Even before the analysis of the CEA, the estimated costs of the crisis were enormous. Patients with untreated opioid use disorders tend to spend $ 18,000 more on health care costs each year than those without such a disorder, according to a 2011 study in the American Journal of Pharmacy Benefits.
One study conducted by the Beth Israel Deaconess Medical Center in Boston showed that the average cost of treating an opioid overdose victim in intensive care units increased by 58% between 2009 and 2015. persists, patients are in a worse condition and need a longer stay. In 2015, the average costs of 162 academic hospitals were $ 92,400 per patient in the intensive care unit.
The US spent almost $ 8 billion on criminal costs as a result of the sale and consumption of opioids, which was almost entirely a price for state and local authorities, according to the 2015 National Center for Injury Prevention and control study published in the journal Medical Care. Worse still, the recidivism rate for drug addicts is around 45% within three years after the release of the prison.

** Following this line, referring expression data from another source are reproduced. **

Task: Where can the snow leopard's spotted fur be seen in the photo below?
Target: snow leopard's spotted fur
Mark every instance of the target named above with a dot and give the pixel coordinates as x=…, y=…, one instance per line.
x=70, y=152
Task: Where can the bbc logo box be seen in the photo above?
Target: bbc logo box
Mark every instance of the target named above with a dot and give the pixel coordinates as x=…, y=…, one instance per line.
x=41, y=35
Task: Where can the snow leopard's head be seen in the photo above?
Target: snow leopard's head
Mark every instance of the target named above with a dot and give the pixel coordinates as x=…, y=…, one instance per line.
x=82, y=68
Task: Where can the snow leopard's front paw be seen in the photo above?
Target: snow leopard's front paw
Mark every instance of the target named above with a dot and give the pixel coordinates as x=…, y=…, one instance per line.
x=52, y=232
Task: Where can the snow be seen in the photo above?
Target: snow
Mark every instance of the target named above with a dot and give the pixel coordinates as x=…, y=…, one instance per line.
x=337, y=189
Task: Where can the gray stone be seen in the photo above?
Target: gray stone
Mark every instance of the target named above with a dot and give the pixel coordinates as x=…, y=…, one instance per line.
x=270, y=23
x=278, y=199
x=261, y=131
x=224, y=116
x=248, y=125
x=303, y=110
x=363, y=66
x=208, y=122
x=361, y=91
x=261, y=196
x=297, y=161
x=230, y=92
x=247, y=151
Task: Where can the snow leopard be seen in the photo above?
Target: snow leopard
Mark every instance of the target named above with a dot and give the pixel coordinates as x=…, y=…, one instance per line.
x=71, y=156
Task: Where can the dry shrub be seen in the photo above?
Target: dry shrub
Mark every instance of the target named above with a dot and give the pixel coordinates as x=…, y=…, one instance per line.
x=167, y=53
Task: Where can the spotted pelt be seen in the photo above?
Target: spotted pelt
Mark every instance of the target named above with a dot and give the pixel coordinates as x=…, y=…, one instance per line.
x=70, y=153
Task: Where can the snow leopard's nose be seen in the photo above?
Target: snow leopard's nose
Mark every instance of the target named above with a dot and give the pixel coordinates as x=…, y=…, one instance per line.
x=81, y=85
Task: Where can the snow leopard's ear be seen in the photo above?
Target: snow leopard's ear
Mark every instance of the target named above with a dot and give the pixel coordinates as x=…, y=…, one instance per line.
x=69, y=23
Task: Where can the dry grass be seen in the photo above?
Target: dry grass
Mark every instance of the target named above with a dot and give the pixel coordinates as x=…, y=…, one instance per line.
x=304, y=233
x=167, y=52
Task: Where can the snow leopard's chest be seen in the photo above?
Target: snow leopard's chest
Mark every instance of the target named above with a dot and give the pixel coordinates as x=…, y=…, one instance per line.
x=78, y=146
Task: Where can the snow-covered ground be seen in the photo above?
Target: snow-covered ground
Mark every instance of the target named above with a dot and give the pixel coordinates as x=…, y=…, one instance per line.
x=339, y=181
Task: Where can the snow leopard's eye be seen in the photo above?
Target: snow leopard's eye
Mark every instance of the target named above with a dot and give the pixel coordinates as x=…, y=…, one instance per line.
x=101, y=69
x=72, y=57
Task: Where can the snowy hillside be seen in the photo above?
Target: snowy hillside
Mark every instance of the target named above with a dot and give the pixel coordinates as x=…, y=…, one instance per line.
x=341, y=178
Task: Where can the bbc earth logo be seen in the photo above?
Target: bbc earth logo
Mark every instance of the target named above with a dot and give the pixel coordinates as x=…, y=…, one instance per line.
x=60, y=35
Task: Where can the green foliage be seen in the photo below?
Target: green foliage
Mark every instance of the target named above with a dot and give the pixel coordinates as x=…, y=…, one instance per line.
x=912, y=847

The cost of lost productivity is about $ 20 billion, according to the 2015 study. Approximately seven out of ten employers have experienced an effect of using prescription drugs when their employees, including absenteeism or reduced work performance, according to the National Safety Council, a non-profit organization in Illinois. And fatal overdoses cost nearly $ 22 billion in health care and lose productivity costs.
Of course, these are only the costs that researchers can actually measure, said Curtis Florence, one of the authors of the study published in Medical Care. It does not even affect the impact on the quality of life or the pain of those affected. As Trump said on Thursday, "No part of our society, not young or old, rich or poor, urban or rural, has been spared from this plague of drug addiction."